Sunday, January 29, 2017

The True - False Fallacy

I propose there is a theory that we subscribe to that if something is not true, it has to be false.

Now you say of course if A=1 and B=2 then A+B cannot equal 5.

But if I said that A is between 1 and 5 and B is between -3 and +3,  then A + B could be anywhere from -2 to +8 and still be correct.

So if we take two statements:

1. All people unemployed and on welfare are lazy.

2. Businesses eliminate jobs due to government regulation.

At first you may say that they are unrelated and you can hold that each statement may be true or that each statement may be false.

The problem is that in saying that a statement is either true or false, you then limit yourself to possibilities between the two.

For example, there might be reasons other than government regulations, why companies lay people off.  Automation, cost cutting, lack of sales, etc.  These people who are laid off are not lazy if they lost the job not due to anything they did or did not due.  The skills that they had may not be valuable anymore in the workplace. Therefore there are people who are unemployed and on welfare who are not lazy, just do not have the skills to ind a job.

In this case one of the solutions is better education and retraining.  However, either one of the statements by themselves will not lead to this conclusion; only by assuming they are not strictly true or false.

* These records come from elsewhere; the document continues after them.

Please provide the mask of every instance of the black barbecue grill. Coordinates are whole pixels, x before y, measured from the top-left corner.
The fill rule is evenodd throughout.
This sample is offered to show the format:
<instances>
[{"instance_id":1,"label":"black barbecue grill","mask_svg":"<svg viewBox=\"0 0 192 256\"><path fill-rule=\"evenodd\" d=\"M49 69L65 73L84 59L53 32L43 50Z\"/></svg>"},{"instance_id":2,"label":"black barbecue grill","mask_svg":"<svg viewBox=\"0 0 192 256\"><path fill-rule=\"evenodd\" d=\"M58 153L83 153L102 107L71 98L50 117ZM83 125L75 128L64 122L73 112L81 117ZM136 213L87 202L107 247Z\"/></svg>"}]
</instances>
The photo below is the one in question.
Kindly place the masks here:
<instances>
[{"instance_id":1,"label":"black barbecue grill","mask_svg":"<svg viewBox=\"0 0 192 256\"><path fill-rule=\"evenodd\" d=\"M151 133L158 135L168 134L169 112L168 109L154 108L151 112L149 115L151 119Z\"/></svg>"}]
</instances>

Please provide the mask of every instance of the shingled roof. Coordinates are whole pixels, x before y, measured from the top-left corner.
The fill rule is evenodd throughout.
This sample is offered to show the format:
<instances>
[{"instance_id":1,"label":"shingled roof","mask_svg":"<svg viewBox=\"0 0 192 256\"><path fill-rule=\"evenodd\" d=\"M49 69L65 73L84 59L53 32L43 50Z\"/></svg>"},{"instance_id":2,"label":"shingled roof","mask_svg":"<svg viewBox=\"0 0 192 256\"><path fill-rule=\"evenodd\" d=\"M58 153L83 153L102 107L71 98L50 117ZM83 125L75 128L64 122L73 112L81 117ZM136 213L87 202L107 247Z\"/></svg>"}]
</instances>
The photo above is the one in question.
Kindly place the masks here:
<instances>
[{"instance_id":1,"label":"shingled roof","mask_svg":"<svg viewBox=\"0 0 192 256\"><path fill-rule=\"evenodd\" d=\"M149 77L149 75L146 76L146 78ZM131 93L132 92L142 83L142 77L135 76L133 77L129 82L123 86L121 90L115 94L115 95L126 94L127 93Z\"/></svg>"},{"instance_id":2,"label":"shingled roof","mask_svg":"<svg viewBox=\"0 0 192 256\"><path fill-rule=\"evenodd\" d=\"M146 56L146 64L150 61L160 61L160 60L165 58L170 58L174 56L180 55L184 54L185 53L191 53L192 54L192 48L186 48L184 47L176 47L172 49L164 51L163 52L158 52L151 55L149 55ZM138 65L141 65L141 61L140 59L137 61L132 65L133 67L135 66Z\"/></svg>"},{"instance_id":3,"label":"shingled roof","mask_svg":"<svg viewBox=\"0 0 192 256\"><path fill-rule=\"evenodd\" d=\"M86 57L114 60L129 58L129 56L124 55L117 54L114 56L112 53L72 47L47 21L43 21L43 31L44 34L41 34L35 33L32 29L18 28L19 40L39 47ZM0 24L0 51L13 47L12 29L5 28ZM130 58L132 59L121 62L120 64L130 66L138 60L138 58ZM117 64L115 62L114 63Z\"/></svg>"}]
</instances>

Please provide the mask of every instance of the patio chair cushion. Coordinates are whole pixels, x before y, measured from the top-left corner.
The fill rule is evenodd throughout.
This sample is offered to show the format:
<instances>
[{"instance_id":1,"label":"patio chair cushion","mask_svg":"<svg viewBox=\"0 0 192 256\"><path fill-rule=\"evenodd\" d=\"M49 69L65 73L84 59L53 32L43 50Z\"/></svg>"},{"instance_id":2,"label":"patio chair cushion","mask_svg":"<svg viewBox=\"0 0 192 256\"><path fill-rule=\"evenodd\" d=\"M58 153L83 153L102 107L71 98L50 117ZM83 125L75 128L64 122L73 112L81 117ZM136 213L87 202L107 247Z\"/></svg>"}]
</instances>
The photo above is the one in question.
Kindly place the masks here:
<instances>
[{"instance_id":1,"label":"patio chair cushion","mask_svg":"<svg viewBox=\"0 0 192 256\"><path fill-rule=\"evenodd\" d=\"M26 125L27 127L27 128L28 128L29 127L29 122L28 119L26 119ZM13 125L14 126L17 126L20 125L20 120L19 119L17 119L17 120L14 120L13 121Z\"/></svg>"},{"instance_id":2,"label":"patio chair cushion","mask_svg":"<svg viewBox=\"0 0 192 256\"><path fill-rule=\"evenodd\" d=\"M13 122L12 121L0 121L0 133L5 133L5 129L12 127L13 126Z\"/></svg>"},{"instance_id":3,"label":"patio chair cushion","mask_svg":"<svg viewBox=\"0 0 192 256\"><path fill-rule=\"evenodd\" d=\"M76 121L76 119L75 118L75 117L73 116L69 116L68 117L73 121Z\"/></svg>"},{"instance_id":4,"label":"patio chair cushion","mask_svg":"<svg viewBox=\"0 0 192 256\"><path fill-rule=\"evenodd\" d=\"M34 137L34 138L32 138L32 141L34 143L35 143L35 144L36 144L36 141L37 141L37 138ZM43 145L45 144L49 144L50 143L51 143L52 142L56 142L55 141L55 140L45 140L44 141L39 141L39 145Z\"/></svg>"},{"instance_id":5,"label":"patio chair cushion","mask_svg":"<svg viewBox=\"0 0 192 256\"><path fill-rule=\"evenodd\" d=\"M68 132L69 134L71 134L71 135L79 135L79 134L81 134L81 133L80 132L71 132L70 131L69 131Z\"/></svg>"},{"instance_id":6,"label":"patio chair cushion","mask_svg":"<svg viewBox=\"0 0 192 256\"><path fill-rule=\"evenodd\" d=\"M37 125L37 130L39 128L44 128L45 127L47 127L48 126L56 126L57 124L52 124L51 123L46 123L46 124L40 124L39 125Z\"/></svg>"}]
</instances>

Now there are people who are on welfare and are lazy, and some people might lose jobs due to regulation.  If these cases are the majority of instances, you deal with them differently than if they are a small subset. If most people on welfare are lazy, then you look for ways to tie welfare into motivation, rather than education.

For example, let us look at the statement "If you car burns oil, the engine is defective".
If your car burns a quart of oil every 3000 miles, you tend to just add oil and accept that.  On the other hand, if you car uses a quart of oil every 50 miles, you rebuild the engine or buy another car. The solution is different depending on the degree of the problem.

Ford got into trouble with the Pinto, because they calculated that the design of the car could result in fatalities, but that the cost of the fix would be more than the cost of the lawsuits.  On the other hand, some people said that even one death was too much.  So if you had to design the car so that nobody ever, could get killed in the car, the price would be so high that nobody could afford it.  Neither solution is reasonable.  Ford should have spent built the car to a higher standard. and not just calculated a cost, once they were aware of an issue.

So instead of looking at a statement that it is EITHER True or False, accept that there may be cases where the statement contains a degree of truth and make decision related to the degree.